Main heroes are always depicted in bright light, with straight and strong bodies. One obvious example of this technique is seen in depictions of Jiao Yulu who, although seen at the same distance from the viewer as everyone else surrounding him, regularly appears bigger than any of the others (ill. 6.27). This technique of making heroes seem larger than life by drawing them larger in size than their entourage seems especially blatant when children as main heroes suddenly appear much bigger and stronger than their adult friends, and even more importantly, their enemies. This is the case with the little trumpeter in the 1974 comic by the same name, for example (ill. 6.28 The Little Trumpeter 小号手 Xiao haoshou), but again, it is a feature that predates the Cultural Revolution and that recurs after 1976.
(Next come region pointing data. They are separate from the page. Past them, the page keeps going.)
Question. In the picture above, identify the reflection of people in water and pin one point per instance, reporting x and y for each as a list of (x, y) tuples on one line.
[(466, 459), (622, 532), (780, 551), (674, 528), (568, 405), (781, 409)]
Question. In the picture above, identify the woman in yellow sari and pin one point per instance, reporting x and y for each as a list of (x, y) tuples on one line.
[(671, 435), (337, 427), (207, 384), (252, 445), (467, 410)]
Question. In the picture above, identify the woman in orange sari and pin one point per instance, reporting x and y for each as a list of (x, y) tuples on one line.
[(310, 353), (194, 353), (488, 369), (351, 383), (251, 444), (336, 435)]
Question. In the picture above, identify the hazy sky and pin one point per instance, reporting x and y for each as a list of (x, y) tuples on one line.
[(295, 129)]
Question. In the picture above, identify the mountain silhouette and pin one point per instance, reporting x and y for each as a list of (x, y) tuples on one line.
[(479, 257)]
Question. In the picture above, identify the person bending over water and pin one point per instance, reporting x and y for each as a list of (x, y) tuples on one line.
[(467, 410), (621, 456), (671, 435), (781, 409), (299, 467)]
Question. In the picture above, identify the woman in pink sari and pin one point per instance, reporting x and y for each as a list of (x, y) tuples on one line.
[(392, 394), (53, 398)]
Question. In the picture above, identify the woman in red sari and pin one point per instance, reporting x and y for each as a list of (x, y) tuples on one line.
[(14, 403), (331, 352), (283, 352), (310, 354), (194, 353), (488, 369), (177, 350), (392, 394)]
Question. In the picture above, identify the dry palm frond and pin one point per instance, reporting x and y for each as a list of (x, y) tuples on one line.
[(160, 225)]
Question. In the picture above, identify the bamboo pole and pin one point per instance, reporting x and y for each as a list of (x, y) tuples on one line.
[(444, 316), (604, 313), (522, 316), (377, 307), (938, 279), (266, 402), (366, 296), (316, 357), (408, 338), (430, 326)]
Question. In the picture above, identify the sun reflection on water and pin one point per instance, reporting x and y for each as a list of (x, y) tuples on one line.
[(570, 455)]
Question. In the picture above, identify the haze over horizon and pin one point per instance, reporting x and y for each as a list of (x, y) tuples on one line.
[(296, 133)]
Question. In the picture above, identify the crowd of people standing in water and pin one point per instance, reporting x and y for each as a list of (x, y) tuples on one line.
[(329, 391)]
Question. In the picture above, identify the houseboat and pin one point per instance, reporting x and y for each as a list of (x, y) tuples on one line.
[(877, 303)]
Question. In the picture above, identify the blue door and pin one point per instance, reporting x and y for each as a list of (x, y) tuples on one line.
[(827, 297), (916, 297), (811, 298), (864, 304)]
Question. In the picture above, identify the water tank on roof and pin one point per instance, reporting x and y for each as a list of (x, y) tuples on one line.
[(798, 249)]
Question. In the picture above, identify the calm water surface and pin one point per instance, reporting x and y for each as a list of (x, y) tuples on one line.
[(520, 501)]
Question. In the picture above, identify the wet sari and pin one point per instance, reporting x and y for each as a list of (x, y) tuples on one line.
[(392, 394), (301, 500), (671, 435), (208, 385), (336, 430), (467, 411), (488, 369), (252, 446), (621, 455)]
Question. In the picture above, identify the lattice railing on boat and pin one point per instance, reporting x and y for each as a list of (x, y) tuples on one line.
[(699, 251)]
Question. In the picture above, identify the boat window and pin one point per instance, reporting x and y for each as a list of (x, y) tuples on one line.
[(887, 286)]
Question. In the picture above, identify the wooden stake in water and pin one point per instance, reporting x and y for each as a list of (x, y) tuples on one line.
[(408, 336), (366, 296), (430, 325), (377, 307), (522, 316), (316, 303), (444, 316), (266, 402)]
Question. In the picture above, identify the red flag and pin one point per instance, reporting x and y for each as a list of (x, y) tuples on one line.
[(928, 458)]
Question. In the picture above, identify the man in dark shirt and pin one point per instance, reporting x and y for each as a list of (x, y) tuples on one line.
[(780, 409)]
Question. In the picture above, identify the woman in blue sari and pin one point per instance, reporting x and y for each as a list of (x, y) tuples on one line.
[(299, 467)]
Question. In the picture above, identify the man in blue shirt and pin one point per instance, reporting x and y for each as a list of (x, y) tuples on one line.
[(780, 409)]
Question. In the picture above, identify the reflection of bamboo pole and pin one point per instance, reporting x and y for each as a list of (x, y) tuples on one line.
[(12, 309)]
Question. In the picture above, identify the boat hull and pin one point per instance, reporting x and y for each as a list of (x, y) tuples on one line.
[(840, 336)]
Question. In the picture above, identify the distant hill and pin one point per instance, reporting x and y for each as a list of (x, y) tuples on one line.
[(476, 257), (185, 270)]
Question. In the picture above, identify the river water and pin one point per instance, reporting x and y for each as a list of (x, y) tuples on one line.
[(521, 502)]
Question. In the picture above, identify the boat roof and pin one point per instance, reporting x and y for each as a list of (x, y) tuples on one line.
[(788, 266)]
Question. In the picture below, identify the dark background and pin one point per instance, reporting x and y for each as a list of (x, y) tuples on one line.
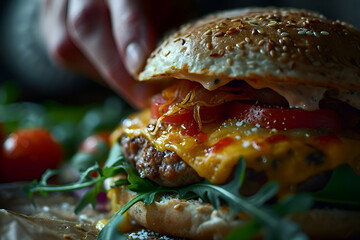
[(24, 60)]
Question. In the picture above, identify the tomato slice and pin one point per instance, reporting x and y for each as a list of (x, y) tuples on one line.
[(27, 153), (264, 117), (207, 114), (285, 118)]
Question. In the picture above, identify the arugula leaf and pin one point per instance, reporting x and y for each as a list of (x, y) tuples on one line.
[(268, 218), (275, 227), (89, 197), (341, 188)]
Students of the comic would have it that the single frame is inconclusive by nature (Breithaupt 2002, 37). When it comes to identifying villains and heroes in Cultural Revolution comics, however, the chain of pictures following or preceding the single frame is not necessary for correct interpretation. In and of itself, each frame showing a villain or hero is an autonomous unit that tells the reader precisely what to think, whom to believe, and whom to distrust and despise. By exaggeration, the ideal version of a Cultural Revolution comic makes the single frame speak an unmistakable language: each of the panels depicting heroes and villains can stand by itself and be interpreted “correctly.” Heroes are central to the depictions: they are strong and beautiful, they are always inspired and inspiring. The hero is, more often than not, “engulfed by a collective,” not unlike the many portrayals of Mao in which he is caught in “familiar situations.” Backed by the collective, the hero belongs to others as much as to himself, and he thus becomes ever more powerful, energetic, and vigorous (Wang 1997, 130).